Legal-Bureaucratic Human Categorization in the Postwar Period
At the end of the Second World War, the Allies found more than 8 million people in Central Europe who could not or would not return to their country of origin.
These were initially considered "displaced", later also "refugees", "expellees" or "stateless foreigners". Linked to these categorisations was the question of where stateless, often formerly deported or fugitive people came from and went to, of their agency and "rights to rights" (Hannah Arendt).
How did the self-classifications and external classifications of those seeking protection outside their state of origin change in the post-war period? To what extent did older, for example racialising categories from the Nazi or colonial era or humanitarian and religious connotations of the concept of refugee come into play? The project examines these and other questions in the case of the Ruhr region. It shows how the British occupation administration, the international organisations and the people in transit dealt with multiple affiliations and, through their interaction, produced the generic category of person "refugee".
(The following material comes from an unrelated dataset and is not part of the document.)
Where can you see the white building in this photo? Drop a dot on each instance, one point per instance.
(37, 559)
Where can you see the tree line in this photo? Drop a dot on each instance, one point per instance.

As a region characterised by a high degree of mobility, the Ruhr region of the post-war period stands for a condensed area of overlapping categorisations of self and other. As a result of the world wars and the new border demarcations in the 20th century, multiple spatial affiliations became a fundamental problem for countless people. The resulting conflicts about categorisations of self and other had considerable effects - for example, on the establishment of our current concept of refugee and the political self-conceptions of those seeking protection.